K&L Gates has one of the highest negative churn rates. Since 2015, they have lost over twenty partners which amounts to over 40% of their current local London partner headcount. One third of these exits stayed three years or less.
Reed Smith has had over fifty partners coming and going since 2015, the most of any US Firm. Around a quarter of their exits stayed three years or less.
For most of the Firms listed above, a great deal of effort, money and time is spent hiring lawyers. You would therefore hope and expect every practical and professional step is taken, within reason, to ensure that 1) they hire the best lawyers that are available and affordable and 2) they become successful additions to the partnership over many years. Hmm.

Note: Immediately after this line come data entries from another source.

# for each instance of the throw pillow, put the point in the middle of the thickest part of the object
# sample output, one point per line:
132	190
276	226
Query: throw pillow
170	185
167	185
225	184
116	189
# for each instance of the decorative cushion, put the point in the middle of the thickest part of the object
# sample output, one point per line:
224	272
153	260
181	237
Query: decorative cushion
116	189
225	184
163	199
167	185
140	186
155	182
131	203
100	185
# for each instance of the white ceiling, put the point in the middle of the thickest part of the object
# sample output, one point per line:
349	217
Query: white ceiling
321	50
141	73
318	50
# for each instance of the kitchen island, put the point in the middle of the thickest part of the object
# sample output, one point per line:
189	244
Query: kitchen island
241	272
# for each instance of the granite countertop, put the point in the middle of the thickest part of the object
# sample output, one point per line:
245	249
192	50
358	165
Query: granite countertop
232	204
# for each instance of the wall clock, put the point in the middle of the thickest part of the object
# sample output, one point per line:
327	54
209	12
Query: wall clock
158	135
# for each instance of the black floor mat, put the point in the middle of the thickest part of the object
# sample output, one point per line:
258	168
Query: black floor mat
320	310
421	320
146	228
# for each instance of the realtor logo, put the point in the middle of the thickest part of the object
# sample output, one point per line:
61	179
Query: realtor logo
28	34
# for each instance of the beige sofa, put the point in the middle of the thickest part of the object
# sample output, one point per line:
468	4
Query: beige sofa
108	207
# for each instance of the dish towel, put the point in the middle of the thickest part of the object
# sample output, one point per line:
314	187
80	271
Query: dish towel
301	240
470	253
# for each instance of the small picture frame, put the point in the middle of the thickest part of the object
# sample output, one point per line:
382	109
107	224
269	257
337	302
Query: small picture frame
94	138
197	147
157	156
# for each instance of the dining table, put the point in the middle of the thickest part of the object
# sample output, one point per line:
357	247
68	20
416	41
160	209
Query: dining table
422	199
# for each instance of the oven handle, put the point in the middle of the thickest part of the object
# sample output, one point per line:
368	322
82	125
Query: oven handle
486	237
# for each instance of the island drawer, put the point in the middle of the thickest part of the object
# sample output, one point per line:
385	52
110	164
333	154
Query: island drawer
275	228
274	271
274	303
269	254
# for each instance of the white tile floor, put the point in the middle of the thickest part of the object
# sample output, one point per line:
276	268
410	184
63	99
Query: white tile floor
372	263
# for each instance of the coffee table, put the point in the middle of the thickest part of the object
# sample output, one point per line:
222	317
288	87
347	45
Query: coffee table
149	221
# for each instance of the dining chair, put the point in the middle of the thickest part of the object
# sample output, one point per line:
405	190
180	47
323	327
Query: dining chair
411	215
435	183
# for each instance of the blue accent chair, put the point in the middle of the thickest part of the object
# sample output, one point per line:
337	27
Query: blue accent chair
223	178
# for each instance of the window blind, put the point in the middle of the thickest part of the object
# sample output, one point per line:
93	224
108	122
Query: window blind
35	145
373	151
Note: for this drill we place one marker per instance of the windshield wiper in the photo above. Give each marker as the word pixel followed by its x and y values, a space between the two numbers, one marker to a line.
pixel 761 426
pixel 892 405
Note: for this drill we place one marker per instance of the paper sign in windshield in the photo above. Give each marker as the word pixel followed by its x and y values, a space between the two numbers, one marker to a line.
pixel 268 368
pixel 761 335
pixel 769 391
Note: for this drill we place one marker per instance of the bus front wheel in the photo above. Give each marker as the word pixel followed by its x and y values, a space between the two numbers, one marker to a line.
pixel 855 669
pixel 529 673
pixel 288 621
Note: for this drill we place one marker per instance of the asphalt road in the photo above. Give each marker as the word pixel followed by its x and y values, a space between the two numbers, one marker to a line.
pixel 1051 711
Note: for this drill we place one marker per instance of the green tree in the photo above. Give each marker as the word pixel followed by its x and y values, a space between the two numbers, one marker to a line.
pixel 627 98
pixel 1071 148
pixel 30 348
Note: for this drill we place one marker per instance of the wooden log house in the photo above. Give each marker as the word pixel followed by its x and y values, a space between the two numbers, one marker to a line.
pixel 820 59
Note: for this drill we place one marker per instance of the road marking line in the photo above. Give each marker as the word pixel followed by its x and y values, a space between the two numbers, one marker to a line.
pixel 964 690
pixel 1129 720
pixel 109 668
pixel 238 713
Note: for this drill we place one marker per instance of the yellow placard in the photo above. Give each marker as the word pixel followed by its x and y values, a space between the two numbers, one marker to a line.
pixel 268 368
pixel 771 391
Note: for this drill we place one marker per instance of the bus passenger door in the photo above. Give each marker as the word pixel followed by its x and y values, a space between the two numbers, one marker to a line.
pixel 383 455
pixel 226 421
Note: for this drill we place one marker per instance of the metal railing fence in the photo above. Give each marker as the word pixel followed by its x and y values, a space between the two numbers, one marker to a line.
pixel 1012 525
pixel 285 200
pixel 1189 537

It was a generally held view that most laterally hired partners at Law Firms needed to stay put for at least three years to repay the cost to hire and remunerate them. And at least five years to make a positive financial contribution to the partnership. Therefore, any partner who left within three years was generally regarded as a bad lateral hire for the Firm. Short-term stays are also not great for the partner’s CV either.
With Firms now managing out non-performing partners more and more, it’s not as easy to determine whether it’s the partner or the Law Firm who are cutting their losses.
Most Firms have made and will continue to make a bad hire(s). A fact of life. It’s multiple exits which set the alarm bells ringing. The causes will vary from Firm to Firm and have been well documented. I have referred to several of them in my introduction.
One of the major differences between US Firms and their UK competitors is where the decision makers are based. This has reportedly been a major cause of partner churn over the years. Typically the associated reasons, which I would label under the term “satellite office syndrome” can be summarised as:
- Lack of local knowledge
- Misconception about local brand strength
- Lack of local investment and support
- Lack of local representation on the executive committee
This piece summarises several aspects of partner churn. However, it is not exhaustive.
I would hope that all MPs, departmental heads and senior HR appreciate the importance of monitoring and understanding their own partner churn (obviously), but also that of their competitors.